As a proxy for changes in bacterial virulence, we considered separately 30-day mortality after sample collection, and levels of monocytes, neutrophils, lymphocytes, C-reactive protein (CRP), creatinine and urea at sample collection (closest value within [-2,+2] days). To assess the impact of AMR, which might also affect treatment outcomes, we investigated EC-BSI reported by the diagnostic laboratory as resistant to amoxicillin, co-amoxiclav, trimethoprim, gentamicin, ciprofloxacin, ceftriaxone, ceftazidime, piperacillin-tazobactam and meropenem, and EC-UTI reported as resistant to amoxicillin, co-amoxiclav, trimethoprim, ciprofloxacin, nitrofurantoin and cefalexin (the only drugs consistently tested throughout the study period). Susceptibility testing was performed using disk-diffusion to 31/Jan/2013, then by microbroth dilution (BD Phoenix™ Automated Microbiology System, Beckton Dickinson, Franklin Lakes, NJ, USA) (see Supplementary Methods).

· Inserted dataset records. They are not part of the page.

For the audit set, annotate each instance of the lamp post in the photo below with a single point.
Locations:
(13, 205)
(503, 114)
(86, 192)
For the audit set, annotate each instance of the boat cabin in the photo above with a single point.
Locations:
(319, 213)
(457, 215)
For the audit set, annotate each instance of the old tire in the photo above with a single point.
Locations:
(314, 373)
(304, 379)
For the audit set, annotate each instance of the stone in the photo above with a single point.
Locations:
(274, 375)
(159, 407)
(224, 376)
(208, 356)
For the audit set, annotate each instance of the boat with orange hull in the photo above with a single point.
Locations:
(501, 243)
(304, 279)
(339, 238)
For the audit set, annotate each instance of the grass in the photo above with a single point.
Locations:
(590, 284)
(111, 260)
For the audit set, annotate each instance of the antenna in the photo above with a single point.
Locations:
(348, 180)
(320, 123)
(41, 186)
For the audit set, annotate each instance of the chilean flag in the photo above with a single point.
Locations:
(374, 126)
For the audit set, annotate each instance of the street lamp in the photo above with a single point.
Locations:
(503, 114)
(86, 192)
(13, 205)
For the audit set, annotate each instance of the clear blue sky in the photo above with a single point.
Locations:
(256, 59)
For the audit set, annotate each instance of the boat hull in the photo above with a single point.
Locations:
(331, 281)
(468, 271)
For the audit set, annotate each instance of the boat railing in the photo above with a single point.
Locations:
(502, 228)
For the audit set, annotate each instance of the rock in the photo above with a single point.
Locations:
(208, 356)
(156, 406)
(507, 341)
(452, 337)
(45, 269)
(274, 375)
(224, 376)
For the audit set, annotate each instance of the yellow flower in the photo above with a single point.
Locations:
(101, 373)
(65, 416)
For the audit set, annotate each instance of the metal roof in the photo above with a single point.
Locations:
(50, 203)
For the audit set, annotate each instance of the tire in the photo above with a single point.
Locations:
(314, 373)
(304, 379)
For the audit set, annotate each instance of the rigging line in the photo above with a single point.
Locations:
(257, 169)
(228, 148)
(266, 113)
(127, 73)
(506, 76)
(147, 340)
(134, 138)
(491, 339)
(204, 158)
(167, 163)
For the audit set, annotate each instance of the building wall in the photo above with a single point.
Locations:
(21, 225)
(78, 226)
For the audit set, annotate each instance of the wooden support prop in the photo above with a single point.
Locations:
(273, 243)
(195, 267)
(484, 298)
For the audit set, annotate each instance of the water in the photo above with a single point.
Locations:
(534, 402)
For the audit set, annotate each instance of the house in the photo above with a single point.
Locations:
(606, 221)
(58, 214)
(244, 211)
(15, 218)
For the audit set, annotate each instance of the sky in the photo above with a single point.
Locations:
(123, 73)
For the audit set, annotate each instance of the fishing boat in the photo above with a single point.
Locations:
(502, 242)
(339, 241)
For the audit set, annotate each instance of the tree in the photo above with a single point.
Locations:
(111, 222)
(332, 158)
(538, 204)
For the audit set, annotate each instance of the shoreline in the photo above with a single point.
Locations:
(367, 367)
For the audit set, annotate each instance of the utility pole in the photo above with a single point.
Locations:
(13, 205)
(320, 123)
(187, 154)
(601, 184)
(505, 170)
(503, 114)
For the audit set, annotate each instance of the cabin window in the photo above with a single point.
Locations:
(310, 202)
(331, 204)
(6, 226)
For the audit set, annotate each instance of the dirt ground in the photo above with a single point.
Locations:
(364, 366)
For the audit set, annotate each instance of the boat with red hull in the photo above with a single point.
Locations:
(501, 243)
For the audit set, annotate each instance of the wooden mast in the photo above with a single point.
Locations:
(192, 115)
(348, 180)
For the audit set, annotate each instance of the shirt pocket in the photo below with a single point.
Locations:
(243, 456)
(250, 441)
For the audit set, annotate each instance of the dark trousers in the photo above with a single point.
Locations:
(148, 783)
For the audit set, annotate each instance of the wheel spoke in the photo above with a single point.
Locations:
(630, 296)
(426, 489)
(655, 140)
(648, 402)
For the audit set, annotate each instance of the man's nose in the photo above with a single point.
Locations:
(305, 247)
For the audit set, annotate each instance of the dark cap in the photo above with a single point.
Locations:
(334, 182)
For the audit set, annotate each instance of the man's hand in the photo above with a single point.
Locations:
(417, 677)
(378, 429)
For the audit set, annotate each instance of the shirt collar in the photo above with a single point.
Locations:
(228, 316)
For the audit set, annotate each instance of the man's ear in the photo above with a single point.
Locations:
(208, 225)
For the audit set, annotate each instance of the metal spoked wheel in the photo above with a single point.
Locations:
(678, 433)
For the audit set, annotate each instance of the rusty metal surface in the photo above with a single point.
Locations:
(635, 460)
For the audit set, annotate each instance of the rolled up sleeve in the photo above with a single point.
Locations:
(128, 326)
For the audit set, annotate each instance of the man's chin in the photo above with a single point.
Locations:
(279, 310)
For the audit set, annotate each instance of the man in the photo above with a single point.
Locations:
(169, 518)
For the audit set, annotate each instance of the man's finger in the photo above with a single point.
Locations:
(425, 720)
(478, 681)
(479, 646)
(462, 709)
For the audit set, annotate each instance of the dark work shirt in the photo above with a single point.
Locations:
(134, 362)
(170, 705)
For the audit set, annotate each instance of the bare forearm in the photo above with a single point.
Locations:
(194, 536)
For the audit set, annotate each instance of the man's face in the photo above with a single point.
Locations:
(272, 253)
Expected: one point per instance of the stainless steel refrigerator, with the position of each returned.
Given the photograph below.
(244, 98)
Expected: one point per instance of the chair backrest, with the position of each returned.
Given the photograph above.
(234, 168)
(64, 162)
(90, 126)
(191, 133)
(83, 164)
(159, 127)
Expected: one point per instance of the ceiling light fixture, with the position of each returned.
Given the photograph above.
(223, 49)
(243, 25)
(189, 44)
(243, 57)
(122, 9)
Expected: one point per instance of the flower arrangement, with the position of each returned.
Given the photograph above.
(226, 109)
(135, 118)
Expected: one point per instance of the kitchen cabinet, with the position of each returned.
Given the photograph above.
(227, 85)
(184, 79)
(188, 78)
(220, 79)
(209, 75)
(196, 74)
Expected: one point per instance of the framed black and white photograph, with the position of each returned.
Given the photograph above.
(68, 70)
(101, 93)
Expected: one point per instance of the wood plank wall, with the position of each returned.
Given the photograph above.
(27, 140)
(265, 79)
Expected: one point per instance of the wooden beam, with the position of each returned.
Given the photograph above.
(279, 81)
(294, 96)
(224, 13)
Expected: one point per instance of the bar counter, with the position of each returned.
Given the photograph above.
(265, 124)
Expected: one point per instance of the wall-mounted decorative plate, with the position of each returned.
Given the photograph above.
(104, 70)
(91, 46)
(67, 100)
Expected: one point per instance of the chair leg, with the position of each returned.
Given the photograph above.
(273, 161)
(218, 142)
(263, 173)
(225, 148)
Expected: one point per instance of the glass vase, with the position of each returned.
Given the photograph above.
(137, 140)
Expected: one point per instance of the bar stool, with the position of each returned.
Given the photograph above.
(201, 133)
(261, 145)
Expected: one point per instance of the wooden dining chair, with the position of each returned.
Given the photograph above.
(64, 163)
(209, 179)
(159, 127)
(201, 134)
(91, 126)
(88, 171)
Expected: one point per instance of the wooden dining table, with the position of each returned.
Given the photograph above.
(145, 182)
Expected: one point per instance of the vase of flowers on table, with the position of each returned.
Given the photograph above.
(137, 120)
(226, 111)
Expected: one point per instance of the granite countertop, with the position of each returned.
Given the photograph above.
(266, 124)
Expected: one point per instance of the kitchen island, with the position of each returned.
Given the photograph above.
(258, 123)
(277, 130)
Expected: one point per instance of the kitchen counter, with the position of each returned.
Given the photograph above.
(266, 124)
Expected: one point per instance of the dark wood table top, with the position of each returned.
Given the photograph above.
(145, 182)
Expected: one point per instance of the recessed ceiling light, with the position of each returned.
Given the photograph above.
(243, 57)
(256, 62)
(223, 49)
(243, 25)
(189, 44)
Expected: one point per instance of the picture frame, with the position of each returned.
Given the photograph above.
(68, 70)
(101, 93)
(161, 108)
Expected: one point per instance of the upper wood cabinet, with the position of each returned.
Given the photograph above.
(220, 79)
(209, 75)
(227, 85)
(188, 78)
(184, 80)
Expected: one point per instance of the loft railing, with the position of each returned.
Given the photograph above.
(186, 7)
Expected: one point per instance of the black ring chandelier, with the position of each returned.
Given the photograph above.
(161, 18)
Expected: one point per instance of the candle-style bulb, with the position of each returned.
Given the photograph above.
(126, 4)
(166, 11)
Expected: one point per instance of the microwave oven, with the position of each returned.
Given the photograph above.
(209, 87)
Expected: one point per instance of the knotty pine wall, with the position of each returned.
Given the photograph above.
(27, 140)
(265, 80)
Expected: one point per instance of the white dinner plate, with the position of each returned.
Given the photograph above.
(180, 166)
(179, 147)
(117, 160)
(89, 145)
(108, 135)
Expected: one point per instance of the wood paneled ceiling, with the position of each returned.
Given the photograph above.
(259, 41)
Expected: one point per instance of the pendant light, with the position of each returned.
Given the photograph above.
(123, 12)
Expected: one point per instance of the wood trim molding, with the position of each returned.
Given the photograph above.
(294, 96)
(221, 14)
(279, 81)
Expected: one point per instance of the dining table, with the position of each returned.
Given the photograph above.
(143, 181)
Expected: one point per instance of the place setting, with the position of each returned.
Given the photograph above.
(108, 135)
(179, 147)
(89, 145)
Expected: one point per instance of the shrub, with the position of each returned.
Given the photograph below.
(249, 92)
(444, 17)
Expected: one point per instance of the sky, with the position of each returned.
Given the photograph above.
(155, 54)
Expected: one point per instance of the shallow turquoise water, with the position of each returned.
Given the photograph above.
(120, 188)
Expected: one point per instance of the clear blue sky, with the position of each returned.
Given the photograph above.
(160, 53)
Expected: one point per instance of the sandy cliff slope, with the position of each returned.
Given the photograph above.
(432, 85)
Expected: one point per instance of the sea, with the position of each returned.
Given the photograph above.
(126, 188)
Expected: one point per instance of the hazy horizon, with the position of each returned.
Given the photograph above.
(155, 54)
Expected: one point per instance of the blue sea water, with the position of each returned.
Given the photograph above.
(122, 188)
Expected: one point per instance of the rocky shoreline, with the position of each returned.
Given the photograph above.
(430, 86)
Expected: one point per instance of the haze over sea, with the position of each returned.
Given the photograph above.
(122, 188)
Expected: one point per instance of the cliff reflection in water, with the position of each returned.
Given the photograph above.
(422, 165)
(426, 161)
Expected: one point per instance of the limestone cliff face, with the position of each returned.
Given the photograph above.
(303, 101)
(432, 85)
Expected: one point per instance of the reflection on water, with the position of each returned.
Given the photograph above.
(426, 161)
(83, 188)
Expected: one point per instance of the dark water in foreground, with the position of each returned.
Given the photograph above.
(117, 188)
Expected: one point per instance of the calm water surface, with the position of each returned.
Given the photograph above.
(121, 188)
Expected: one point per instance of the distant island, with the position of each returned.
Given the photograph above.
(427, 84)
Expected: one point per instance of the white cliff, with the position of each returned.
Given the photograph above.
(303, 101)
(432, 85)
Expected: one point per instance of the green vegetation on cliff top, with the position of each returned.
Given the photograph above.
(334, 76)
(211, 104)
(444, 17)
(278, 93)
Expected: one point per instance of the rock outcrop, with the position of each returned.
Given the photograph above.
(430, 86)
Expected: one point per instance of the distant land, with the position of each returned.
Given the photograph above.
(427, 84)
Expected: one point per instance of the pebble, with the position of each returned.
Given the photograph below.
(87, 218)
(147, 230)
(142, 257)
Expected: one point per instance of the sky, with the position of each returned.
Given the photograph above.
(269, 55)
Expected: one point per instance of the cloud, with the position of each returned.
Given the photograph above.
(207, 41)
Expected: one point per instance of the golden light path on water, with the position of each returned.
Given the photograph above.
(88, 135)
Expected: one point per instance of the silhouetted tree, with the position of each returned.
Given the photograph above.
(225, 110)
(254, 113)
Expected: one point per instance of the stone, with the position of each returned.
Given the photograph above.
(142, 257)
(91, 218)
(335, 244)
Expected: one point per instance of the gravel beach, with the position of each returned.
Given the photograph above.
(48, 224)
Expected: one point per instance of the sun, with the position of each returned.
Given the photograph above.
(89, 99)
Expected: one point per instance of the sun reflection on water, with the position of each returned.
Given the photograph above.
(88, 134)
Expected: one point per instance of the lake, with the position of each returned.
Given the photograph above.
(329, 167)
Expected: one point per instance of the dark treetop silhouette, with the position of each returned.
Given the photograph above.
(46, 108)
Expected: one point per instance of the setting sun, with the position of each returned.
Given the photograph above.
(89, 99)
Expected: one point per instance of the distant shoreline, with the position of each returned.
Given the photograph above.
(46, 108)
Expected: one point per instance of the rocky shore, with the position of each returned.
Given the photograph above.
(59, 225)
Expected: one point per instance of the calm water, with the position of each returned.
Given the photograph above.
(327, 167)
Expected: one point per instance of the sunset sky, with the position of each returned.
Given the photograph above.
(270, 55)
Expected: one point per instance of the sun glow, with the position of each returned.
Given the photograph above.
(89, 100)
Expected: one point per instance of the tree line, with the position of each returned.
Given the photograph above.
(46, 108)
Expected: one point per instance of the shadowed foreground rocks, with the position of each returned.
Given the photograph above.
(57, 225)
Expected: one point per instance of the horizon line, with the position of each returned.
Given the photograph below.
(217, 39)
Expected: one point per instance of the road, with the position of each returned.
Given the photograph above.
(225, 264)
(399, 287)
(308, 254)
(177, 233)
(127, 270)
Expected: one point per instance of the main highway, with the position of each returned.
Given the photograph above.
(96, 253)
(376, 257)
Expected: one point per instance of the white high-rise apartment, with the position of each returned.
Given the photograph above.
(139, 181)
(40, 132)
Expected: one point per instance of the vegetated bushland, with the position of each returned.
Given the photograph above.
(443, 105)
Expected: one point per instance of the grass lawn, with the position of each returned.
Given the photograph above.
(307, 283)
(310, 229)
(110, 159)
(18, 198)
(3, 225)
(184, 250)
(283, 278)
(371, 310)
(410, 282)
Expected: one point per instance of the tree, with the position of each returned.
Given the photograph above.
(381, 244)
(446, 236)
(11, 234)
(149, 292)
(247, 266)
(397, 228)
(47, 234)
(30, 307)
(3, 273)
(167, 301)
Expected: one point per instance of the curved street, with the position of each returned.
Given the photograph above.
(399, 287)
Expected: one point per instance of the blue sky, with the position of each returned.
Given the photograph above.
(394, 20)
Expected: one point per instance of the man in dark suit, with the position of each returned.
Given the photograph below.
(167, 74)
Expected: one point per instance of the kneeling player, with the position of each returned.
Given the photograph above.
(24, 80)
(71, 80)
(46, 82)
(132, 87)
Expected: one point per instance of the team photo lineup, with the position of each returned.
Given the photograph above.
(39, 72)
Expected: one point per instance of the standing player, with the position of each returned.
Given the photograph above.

Guidelines recommend empirical treatment for uncomplicated UTIs and for urine samples to be sent for microbiological testing only from individuals with clinical treatment failure, frequent or recurrent UTI or with possibly resistant infections. 20 To investigate this group, we first classified EC-BSIs by whether the patient had ever had an EC-UTI ≥3 days previously. To investigate the contribution of UTI around EC-BSIs, including symptomatic UTIs where E. coli was not isolated, we classified EC-BSIs as ‘likely urine-associated’ (urine sample taken 3-30 days previously; EC-UTI or mixed growth/negative but UTI suspected clinically from request codes), ‘urosepsis’ (defined as ‘likely urine-associated’ but urine samples within (-3,+2] days of the EC-BSI), ‘unlikely urine-associated’ (UTI with non-E. coli pathogen or no urine sample), or ‘unknown’ (other) (details in Supplementary Methods). To investigate the contribution of catheters, we classified EC-BSIs by whether a catheter urine specimen had been submitted up to and including the day of blood collection (regardless of result).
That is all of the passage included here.